No se transmite como la gripe ni como el SARS-CoV-2.
La transmisión requiere contacto directo con fluidos corporales de personas infectadas o fallecidas. Por eso muchos brotes crecen alrededor de contextos muy concretos:
cuidados familiares, atención sanitaria sin suficiente protección o rituales funerarios tradicionales donde el contacto físico sigue teniendo un peso enorme.
Eso no convierte al virus ébola en una amenaza menor.
Solo en una amenaza distinta.
La salud global empieza mucho antes del aeropuerto
Desde Europa, muchas veces la primera pregunta es siempre la misma.
¿Puede llegar aquí?
Pero probablemente esa sea una manera demasiado estrecha de mirar el problema.
Porque gran parte del brote ocurre mucho antes de que exista cualquier posibilidad de exportación internacional:
cuando un paciente tarda horas en llegar a un hospital, cuando el laboratorio más cercano queda demasiado lejos o cuando un sanitario atiende a varios pacientes febriles sin sospechar todavía que uno de ellos tiene ébola.
Los virus suelen aprovechar exactamente las mismas grietas:
fragilidad sanitaria, pobreza, desplazamientos, dificultad diagnóstica y acceso desigual a cuidados médicos.
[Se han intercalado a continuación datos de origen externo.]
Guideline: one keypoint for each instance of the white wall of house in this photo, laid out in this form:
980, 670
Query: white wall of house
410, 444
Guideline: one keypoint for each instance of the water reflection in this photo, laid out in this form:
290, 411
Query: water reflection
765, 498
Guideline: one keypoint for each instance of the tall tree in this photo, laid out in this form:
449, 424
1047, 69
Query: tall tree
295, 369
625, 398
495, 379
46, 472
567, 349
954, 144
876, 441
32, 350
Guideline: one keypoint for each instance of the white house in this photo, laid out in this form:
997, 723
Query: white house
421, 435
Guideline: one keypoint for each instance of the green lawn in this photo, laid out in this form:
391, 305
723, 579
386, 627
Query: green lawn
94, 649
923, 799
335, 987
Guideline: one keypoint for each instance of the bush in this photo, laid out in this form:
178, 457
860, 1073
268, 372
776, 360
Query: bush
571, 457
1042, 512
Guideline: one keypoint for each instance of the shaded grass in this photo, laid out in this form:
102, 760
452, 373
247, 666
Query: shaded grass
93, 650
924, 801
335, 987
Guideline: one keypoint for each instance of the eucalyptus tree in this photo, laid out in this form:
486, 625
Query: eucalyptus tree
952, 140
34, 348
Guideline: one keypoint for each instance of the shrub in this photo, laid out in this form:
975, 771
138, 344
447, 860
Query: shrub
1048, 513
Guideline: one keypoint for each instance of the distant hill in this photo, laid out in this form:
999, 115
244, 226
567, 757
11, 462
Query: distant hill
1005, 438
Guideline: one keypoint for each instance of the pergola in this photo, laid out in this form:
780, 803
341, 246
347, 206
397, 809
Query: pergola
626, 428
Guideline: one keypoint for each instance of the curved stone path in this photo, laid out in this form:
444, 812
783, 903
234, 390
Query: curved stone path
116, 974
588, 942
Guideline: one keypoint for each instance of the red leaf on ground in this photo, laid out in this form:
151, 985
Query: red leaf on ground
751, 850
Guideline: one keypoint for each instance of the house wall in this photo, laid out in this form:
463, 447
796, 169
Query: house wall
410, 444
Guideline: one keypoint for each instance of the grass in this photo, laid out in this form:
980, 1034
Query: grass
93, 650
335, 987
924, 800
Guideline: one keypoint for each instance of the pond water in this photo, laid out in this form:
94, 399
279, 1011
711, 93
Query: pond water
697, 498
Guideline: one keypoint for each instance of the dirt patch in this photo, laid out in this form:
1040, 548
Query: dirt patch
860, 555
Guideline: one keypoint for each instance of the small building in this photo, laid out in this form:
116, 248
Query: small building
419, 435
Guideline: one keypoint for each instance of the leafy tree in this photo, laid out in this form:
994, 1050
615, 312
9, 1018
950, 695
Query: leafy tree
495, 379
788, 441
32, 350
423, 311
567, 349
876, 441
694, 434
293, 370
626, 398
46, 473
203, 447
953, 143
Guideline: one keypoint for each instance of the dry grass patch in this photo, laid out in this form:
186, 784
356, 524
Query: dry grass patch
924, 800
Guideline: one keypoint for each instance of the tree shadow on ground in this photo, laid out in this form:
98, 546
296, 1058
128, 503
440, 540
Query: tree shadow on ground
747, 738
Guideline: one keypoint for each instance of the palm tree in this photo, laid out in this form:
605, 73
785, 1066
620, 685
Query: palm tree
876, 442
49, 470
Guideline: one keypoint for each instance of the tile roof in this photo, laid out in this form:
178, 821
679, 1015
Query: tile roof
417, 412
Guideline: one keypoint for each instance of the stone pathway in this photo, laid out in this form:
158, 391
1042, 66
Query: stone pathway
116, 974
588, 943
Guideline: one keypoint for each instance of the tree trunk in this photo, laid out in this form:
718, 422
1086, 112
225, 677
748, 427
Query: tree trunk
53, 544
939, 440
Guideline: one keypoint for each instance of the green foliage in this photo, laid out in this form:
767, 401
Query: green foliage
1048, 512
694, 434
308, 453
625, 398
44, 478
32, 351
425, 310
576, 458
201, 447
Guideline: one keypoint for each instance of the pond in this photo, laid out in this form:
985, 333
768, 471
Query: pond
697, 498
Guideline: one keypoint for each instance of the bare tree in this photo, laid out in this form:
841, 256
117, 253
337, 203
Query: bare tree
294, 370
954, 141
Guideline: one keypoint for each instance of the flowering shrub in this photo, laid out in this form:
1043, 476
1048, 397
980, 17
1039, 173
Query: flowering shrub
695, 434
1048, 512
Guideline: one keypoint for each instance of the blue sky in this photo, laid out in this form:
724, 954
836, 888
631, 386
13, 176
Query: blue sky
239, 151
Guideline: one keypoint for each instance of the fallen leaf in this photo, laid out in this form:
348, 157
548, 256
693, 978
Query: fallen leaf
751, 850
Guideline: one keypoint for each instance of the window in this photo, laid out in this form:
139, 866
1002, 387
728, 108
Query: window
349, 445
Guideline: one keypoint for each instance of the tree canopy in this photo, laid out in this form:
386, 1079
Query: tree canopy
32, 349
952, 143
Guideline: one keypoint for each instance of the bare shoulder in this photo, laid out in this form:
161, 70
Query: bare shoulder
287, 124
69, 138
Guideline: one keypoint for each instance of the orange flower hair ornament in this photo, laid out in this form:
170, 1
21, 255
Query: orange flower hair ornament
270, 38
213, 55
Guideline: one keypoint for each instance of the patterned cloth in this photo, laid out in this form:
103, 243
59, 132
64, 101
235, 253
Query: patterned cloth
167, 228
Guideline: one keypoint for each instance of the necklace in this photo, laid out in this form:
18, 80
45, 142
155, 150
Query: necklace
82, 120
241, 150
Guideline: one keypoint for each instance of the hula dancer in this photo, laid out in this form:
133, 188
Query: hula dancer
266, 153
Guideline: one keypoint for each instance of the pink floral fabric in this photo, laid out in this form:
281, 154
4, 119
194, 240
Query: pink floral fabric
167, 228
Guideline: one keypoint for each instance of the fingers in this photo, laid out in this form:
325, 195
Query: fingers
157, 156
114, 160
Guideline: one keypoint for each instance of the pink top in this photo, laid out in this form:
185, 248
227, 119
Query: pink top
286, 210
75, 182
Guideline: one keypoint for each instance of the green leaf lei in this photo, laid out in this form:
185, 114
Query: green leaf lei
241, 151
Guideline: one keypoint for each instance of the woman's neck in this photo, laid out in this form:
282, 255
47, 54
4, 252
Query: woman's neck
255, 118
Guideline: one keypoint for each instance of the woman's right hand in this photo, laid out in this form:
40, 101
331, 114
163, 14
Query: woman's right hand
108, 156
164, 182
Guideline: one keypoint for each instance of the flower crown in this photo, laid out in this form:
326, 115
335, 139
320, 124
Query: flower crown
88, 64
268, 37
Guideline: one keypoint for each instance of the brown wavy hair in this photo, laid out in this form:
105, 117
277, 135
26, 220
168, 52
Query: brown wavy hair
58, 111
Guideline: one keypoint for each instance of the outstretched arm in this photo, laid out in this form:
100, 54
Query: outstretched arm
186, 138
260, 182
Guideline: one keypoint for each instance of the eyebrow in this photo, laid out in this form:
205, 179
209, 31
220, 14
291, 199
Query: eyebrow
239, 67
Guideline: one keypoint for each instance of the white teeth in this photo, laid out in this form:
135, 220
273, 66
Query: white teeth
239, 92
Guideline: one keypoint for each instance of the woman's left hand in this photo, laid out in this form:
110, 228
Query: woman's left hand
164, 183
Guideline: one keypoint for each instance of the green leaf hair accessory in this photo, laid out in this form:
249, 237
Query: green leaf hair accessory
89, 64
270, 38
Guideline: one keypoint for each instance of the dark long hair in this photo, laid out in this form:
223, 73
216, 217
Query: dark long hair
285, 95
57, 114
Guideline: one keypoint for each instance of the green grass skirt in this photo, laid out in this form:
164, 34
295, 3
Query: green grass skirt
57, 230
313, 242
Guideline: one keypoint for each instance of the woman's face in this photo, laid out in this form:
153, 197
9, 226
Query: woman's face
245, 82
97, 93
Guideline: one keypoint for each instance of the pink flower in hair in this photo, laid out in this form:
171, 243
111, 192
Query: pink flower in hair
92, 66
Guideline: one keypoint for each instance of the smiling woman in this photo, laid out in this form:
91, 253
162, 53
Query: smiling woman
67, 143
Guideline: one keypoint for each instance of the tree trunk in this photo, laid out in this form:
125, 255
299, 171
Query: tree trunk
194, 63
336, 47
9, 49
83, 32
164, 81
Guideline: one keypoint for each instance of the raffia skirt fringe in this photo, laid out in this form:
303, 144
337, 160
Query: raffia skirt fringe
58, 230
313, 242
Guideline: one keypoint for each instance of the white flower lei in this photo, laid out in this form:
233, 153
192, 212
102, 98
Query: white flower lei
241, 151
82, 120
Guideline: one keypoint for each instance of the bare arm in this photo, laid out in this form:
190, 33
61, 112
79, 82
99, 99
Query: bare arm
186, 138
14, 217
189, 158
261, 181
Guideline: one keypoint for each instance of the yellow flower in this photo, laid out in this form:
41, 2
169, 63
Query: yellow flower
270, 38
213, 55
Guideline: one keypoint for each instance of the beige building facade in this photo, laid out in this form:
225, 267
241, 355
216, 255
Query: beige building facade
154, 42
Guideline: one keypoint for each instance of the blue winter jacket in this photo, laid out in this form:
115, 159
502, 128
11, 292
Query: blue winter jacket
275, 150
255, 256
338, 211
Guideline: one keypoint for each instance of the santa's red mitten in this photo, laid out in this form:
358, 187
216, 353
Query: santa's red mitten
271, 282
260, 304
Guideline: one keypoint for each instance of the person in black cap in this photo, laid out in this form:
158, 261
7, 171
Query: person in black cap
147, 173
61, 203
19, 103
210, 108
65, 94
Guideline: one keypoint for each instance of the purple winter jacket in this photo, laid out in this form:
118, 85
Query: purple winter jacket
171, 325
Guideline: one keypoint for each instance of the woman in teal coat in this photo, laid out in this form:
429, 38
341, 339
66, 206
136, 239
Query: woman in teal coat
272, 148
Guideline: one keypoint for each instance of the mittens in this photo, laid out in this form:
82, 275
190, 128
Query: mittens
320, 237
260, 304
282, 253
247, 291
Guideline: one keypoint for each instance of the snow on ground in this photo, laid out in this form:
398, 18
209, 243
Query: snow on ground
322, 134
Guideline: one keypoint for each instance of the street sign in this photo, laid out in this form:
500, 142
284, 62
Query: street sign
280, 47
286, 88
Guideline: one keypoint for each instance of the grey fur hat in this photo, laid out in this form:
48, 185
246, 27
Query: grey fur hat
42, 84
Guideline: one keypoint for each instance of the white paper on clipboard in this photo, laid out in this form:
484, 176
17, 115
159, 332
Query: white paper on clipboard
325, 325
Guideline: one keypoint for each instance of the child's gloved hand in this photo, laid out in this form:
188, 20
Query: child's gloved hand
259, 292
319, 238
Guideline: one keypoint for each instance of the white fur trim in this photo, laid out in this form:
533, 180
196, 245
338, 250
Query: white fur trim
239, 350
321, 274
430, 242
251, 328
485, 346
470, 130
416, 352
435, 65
Y ahí aparece la parte más incómoda de la salud global.
El pronóstico de una enfermedad infecciosa grave cambia muchísimo dependiendo del lugar donde comienza.
El virus es el mismo.
Lo que cambia es todo lo que rodea al paciente antes incluso de llegar al diagnóstico.
La OMS considera actualmente que el riesgo para la población general fuera de las zonas afectadas sigue siendo bajo.
Y aun así, cada nuevo brote de ébola sigue generando una sensación muy concreta:
la de recordar hasta qué punto el mundo continúa siendo vulnerable cuando un virus encuentra suficientes espacios donde avanzar antes de ser detectado.
Porque las epidemias rara vez empiezan con grandes titulares.
Empiezan mucho antes.
Empiezan en lugares donde la salud global todavía sigue dependiendo demasiado de una carretera, de un laboratorio lejano o de que alguien sospeche el diagnóstico a tiempo.
El actual brote de ébola en Congo vuelve a demostrar hasta qué punto las enfermedades infecciosas siguen aprovechando exactamente las mismas grietas sanitarias y sociales de siempre.
En Consulta del Viajero seguimos de cerca la evolución de brotes internacionales, enfermedades emergentes y riesgos infecciosos relacionados con viajes y salud global.
Porque entender cómo aparecen estas enfermedades también forma parte de entender el mundo en el que viajamos.